Mindestens 770 Fälle sexualisierter Gewalt soll es von Mitarbeitenden evangelischer Institutionen gegeben haben. Ein Skandal, der die Evangelische Kirche in Deutschland bedrückt. "Eine Kirche, die sexualisierte Gewalt nicht wehrt, ist keine Kirche mehr", sagte vor einem Jahr Bischöfin Kirsten Fehrs aus der Nordkirche. Damals hatte die Synode der EKD sie beauftragt, an der Spitze eines Rates die Aufklärung über solche Verbrechen an Schutzbefohlenen voranzutreiben.

Wie bringt man Licht ins Dunkel, wenn die Fälle strafrechtlich verjährt sind und Staatsanwälte nicht mehr ermitteln? Kirsten Fehrs hat vor einem Jahr einen Elfpunkteplan vorgelegt. Er sollte darlegen, wie länger zurückliegende Fälle aufgearbeitet werden können – und wie die Kirche Konsequenzen aus dem geschehenen Unrecht ziehen kann, auch für die Zukunft.

So kündigte Fehrs eine unabhängige zentrale Anlaufstelle für die ganze EKD an, wo sich Opfer sexueller Gewalt melden können, ebenso Meldestellen in den Landeskirchen. Sie versprach, neu gemeldete Fälle sexueller Gewalt schneller zu bearbeiten. Und damit es künftig gar nicht erst so weit kommt, sollte präventiv überlegt werden: Wie kann die Kirche Übergriffen ihres Personals vorbeugen, wie kann sie sie von vornherein verhindern oder zumindest erschweren? Bei alledem sollten Opfer sexualisierter Gewalt eingebunden werden.

Was ist aus dem Plan geworden? Die Hamburger Bischöfin Kirsten Fehrs, Chefaufklärerin der EKD, wurde von der Synode 2019 viel gelobt. Sie hat beharrlich den Plan zur Aufarbeitung des vergangenen Unrechts und zur Prävention umgesetzt. Aber sie musste auch viel Kritik einstecken, eine undankbare Aufgabe.

Aber die Kirche ist mit ihrem Bemühen auf einem guten Weg.
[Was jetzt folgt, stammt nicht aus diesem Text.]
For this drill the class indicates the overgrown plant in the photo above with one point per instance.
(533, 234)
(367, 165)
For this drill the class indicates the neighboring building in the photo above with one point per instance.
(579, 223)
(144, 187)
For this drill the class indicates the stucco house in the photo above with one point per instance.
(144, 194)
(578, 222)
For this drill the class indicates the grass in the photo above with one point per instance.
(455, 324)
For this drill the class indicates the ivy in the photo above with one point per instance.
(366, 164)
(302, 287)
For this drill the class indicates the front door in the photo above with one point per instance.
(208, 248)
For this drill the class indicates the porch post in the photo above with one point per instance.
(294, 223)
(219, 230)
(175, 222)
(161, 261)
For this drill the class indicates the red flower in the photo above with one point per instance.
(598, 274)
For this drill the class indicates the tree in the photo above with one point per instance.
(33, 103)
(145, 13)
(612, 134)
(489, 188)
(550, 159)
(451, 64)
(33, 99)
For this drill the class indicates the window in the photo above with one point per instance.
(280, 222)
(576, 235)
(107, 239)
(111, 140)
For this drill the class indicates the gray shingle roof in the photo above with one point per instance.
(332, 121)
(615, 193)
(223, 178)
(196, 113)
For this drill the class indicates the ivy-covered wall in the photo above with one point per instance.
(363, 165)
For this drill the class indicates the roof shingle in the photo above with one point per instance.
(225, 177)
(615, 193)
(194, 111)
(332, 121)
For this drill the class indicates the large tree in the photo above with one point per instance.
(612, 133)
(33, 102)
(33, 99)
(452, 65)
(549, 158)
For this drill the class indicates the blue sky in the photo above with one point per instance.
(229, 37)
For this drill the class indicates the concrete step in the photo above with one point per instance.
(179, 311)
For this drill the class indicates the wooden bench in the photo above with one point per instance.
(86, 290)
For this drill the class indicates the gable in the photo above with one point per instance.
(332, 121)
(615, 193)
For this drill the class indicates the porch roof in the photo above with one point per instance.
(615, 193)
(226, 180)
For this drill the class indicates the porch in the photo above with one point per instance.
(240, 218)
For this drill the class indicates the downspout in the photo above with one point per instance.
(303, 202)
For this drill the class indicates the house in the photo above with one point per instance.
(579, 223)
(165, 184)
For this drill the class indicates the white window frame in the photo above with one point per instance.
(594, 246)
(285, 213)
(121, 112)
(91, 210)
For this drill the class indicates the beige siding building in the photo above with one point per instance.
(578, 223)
Es wäre wünschenswert, wenn sie den Weg aus der Krise findet, indem sie Betroffenen sexualisierter Gewalt angemessen Gehör schenkt und auch Geld zahlt zur Minderung der lebenslang anhaltenden Folgen von Gewalt. Indem sie Täter aus dem Verkehr zieht, damit die nicht noch mehr Unheil anrichten, indem sie klare und unmissverständliche Regeln etabliert, um neuen Unrecht vorzubeugen. Die Kirche darf Tätern keinen Schutzraum bieten, sie muss ein Schutzort für Opfer sein.